In der längeren Diskussion auf Reddit gibt es wenig Zweifel daran, dass VAC den Browserverlauf ausliest. Das werde auch gemacht, um herauszufinden, ob der Nutzer auf bekannten Webseiten von Hilfen für Cheater war. Vergleichbare Programme, etwa Punkbuster, arbeiten ähnlich - ohne dass sich sonderlich viele Nutzer daran stören.

Unklar ist allerdings, ob die Daten wirklich an Valve geschickt werden. Auch wenn es vermutlich kaum ein Nutzer gut findet, wenn ein Programm seinen Rechner und nicht freigegebene Ordner untersucht: Aus Datenschutzsicht wäre erst der Versand an Valve wirklich problematisch. Das Unternehmen hat sich noch nicht zu den Vorwürfen geäußert.

Derzeit unterstützen rund 60 Spiele Valve Anti-Cheat, darunter Counter-Strike, Call of Duty und Left 4 Dead. Das 2002 erstmals veröffentlichte Programm soll im Laufe der Jahre über 1,8 Millionen Cheatern auf die Schliche gekommen sein - jedenfalls wurden laut der US-Ausgabe von Wikipedia bislang so viele Steam-Nutzerkonten dauerhaft gesperrt.
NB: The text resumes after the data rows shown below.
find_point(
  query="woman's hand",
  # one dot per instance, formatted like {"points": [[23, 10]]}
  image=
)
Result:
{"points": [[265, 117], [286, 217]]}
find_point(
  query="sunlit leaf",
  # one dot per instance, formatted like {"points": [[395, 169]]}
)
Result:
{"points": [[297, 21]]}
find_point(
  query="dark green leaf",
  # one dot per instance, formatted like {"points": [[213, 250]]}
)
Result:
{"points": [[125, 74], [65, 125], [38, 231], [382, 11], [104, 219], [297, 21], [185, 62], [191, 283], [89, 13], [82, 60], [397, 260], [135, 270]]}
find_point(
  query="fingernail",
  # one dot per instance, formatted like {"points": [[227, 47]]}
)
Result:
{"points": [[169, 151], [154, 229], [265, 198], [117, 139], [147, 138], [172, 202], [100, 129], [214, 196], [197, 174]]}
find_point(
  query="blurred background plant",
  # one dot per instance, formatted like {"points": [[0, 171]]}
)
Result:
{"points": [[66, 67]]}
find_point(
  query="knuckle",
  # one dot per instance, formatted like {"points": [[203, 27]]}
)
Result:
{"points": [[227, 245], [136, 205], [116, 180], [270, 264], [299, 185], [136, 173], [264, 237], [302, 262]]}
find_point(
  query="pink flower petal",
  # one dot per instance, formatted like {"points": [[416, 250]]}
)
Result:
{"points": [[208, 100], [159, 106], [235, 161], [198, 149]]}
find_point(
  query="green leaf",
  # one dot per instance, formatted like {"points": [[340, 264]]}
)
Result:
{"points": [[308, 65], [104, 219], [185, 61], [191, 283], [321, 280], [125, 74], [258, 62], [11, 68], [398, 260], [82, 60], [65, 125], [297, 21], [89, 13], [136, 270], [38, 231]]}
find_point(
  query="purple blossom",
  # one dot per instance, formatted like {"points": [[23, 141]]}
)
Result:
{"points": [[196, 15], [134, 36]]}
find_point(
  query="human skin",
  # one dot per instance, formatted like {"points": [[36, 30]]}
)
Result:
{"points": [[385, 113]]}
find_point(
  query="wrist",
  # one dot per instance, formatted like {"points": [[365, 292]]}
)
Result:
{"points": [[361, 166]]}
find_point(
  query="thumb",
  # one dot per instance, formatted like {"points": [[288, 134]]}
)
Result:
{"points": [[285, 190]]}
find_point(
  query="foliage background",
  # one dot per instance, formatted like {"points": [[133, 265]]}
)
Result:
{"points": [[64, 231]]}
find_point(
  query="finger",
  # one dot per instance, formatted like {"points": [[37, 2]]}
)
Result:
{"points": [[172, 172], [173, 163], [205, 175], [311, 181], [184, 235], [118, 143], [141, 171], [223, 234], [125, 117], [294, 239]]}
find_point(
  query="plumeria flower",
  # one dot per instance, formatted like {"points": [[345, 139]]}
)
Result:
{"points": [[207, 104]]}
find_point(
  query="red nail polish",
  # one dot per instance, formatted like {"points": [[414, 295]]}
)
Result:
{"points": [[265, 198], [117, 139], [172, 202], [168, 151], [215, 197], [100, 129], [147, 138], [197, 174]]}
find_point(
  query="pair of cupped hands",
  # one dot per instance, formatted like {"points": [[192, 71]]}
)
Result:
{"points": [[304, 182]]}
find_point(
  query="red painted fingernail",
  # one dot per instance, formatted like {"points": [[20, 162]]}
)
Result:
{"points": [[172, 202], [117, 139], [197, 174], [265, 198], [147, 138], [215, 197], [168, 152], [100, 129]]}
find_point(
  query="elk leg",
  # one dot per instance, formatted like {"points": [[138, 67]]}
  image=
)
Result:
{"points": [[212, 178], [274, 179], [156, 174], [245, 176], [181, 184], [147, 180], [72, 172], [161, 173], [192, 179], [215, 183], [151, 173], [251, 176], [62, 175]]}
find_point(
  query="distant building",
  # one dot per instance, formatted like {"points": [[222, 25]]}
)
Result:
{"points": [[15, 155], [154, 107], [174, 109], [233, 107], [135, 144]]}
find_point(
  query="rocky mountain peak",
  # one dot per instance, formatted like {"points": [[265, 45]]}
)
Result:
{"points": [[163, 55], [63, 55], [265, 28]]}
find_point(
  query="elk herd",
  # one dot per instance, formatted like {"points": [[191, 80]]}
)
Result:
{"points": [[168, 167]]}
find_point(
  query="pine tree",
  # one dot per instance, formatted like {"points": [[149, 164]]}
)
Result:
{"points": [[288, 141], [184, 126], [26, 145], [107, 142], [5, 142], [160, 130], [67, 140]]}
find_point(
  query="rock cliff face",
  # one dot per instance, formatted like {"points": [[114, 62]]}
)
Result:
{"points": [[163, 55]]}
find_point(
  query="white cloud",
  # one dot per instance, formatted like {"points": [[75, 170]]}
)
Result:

Nachtrag vom 18. Februar 2014, 9:25 Uhr

Valve-Chef Gabe Newell hat sich auf Reddit.com ausführlich zu den Meldungen über VAC und Datenschutz geäußert. Er bestreitet, dass sein Unternehmen die Daten aus den DNS-Cache-Einträgen erhält. Tatsächlich sei es aber so, dass von Valve Anti-Cheat eine kurze Zeit lang der Cache auf Einträge von bekannten Cheat-Servern überprüft und gegebenenfalls mit einem externen Anti-Cheat-Server abgeglichen wurde. Dieses Verfahren habe man 13 Tage lang verwendet und so 570 Cheater überführt. Inzwischen haben professionelle Cheat-Anbieter nach Angaben von Newell eine Möglichkeit gefunden, die Einträge im DNS-Cache ihrer Kunden zu manipulieren.